The album spawned four charted singles: "Let's Go", "All Night Long", "I Go to Work", and "They Want Money". "They Want Money" went the most successful single of the effort, peaking at #3 on the Hot R&B/Hip-Hop Songs, #2 on the Hot Rap Songs and #91 on the UK Singles Chart. "I Go to Work" peaked at #13 on the Hot R&B/Hip-Hop Songs and #5 on the Hot Rap Songs, while "All Night Long" peaked at #70 on the Hot R&B/Hip-Hop Songs. "Let's Go", a bonus diss track towards Kool Moe Dee's foe LL Cool J that appeared only on CD releases in the UK, Europe and Japan, was first released in 1987 as a b-side to the 12″ single of "How Ya Like Me Now" and had peaked at #11 on the Hot R&B/Hip-Hop Songs in 1988.

==Track listing==

Notes
- Track 11 is a CD bonus track on releases in UK, Europe and Japan.
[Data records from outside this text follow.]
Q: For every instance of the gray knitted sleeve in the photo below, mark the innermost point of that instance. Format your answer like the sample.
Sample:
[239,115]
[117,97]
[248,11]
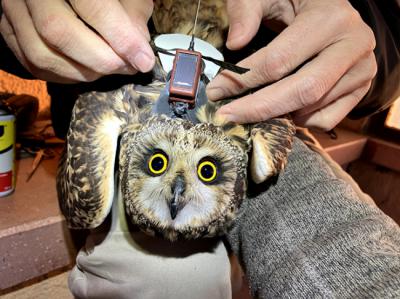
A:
[308,235]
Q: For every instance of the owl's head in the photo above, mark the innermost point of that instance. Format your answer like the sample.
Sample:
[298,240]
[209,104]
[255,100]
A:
[178,179]
[182,180]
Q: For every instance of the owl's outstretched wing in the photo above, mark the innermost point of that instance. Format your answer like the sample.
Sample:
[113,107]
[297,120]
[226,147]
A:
[271,143]
[85,178]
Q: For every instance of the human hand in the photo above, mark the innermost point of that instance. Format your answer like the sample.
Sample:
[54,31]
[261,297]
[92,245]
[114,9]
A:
[328,35]
[81,40]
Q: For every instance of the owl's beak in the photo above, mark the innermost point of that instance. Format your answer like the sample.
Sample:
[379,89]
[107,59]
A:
[178,188]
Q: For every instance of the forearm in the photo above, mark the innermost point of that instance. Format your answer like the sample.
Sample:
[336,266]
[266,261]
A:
[308,235]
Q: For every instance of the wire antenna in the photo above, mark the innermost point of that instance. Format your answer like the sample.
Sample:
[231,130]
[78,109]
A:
[191,45]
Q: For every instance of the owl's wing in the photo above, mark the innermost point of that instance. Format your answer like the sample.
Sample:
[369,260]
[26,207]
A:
[271,143]
[85,178]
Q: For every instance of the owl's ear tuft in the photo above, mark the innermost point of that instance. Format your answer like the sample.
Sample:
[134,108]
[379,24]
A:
[271,143]
[238,133]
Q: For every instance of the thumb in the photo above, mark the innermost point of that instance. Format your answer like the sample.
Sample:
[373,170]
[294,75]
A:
[244,20]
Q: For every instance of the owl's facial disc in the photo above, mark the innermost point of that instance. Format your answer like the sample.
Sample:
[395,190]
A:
[181,180]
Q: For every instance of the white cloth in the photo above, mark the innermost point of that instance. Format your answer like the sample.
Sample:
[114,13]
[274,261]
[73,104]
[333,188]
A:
[117,263]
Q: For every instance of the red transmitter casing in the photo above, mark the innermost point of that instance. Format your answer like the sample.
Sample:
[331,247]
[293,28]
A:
[185,77]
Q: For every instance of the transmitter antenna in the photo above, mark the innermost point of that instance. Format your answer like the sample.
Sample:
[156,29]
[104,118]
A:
[191,45]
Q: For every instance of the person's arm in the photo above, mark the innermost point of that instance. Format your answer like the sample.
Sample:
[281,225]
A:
[318,68]
[80,40]
[308,235]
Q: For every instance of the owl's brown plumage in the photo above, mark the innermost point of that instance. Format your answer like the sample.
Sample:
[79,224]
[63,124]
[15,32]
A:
[120,126]
[177,16]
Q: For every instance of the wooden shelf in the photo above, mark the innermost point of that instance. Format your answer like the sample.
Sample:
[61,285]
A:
[33,237]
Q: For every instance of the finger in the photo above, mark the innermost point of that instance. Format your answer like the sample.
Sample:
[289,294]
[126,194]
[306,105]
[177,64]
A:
[9,36]
[59,27]
[244,18]
[296,91]
[329,116]
[284,54]
[110,20]
[42,61]
[359,75]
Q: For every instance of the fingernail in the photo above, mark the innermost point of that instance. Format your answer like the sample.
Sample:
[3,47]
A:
[235,31]
[215,93]
[143,61]
[227,117]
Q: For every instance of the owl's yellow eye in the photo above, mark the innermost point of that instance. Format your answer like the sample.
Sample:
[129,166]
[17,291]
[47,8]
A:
[158,163]
[207,171]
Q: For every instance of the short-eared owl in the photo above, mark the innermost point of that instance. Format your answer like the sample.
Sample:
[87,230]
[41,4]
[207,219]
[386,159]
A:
[178,179]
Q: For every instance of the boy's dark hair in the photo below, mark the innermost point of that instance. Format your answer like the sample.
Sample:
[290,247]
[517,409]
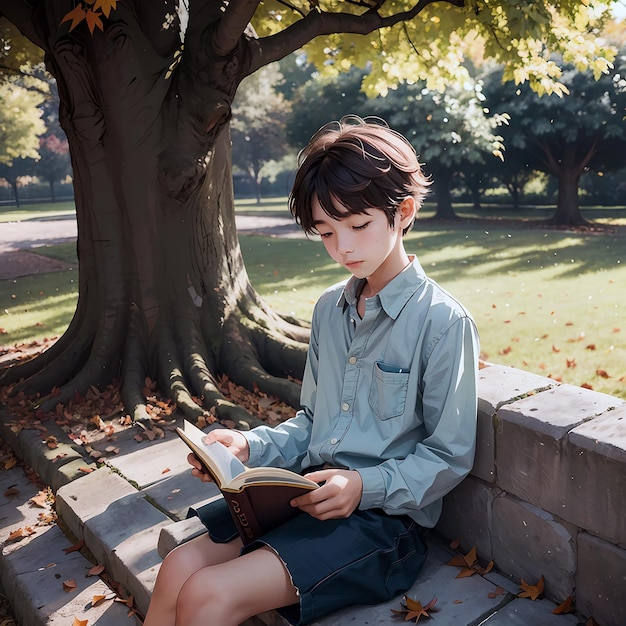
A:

It is omitted from all LP and cassette versions and from North American CD versions.
Sample credits
- "They Want Money" contains elements from "Get on the Good Foot" by James Brown and "It's Just Begun" by Jimmy Castor
- "The Avenue" contains elements from "White Lines (Don't Don't Do It)" by Grandmaster Melle Mel and "Down on the Avenue" by Fat Larry's Band
- "I Go to Work" contains elements from "Super Bad" by James Brown and "Think (About It)" by Lyn Collins
- "All Night Long" contains elements from "Groove Me" by King Floyd
- "Knowledge is King" contains elements from "Funky Drummer" by James Brown and "I Get Lifted" by KC & the Sunshine Band
- "I'm Hittin' Hard" contains elements from "Brother Green (The Disco King)" by Roy Ayers and "The Wildstyle" by Time Zone
- "Get the Picture" contains elements from "Gotta Be Funky" by Monk Higgins & The Specialties
- "I'm Blowin' Up" contains elements from "UFO" by ESG and "Funky Drummer" by James Brown
- "The Don" contains elements from "Gimme Some More" by The J.B.'s, "The Mexican" by Babe Ruth, "It's Just Begun" by Jimmy Castor and "Gangster Boogie" by Chicago Gangsters
- "Pump Your Fist" contains elements from "Soul Makossa" by Manu Dibango
- "Let's Go" contains elements from "Think (About It)" by Lyn Collins, "Thriller" by Michael Jackson, "Jack the Ripper" and "I Can't Live Without My Radio" by LL Cool J

| No. | Title | Writer(s) | Length |
|---|---|---|---|
| 1. | "They Want Money" | M. Dewese; T. Riley; | 3:52 |
| 2. | "The Avenue" | M. Dewese | 3:46 |
| 3. | "I Go to Work" | M. Dewese | 4:40 |
| 4. | "All Night Long" | M. Dewese | 4:11 |
| 5. | "Knowledge is King" | M. Dewese; P. Harris; | 3:38 |
| 6. | "I'm Hittin' Hard" | M. Dewese | 4:34 |
| 7. | "Get the Picture" | M. Dewese; L. Mallison; | 5:19 |
| 8. | "I'm Blowin' Up" | M. Dewese | 4:55 |
| 9. | "The Don" | M. Dewese | 5:10 |
| 10. | "Pump Your Fist" | M. Dewese | 4:27 |
| 11. | "Let's Go" | M. Dewese | 5:24 |
| Total length: |  |  | 44:32 |

==Personnel==
- Mohandes Dewese - vocals, producer
- LaVaba Mallison - mixing, producer
- Edward Theodore Riley - producer
- Peter Brian Harris - producer
- Chris Trevett - engineering
- Josh Chervokas - engineering
- George Karras - mixing
- Kafi Tuda - grooming
- Pietro Alfieri - artwork
- Doug Rowell - photography
- Ralph Wernli - photography

==Charts==

===Weekly charts===

| Chart (1989) | Peak position |
|---|---|
| US Billboard 200 | 25 |
| US Top R&B/Hip-Hop Albums (Billboard) | 1 |

===Year-end charts===

| Chart (1989) | Position |
|---|---|
| US Top R&B/Hip-Hop Albums (Billboard) | 29 |

===Singles===

| Year | Song | Peak positions |  |  |
| US Billboard Hot R&B/Hip-Hop Songs | US Billboard Hot Rap Songs | UK Singles Chart |
| 1988 | "Let's Go" | 11 | — | — |
| 1989 | "All Night Long" | 70 | — | — |
| "I Go to Work" | 13 | 5 | — |
| "They Want Money" | 3 | 2 | 91 |

==Certifications==

| Region | Certification | Certified units/sales |
| United States (RIAA) | Gold | 500,000^{^} |
^{^} Shipments figures based on certification alone.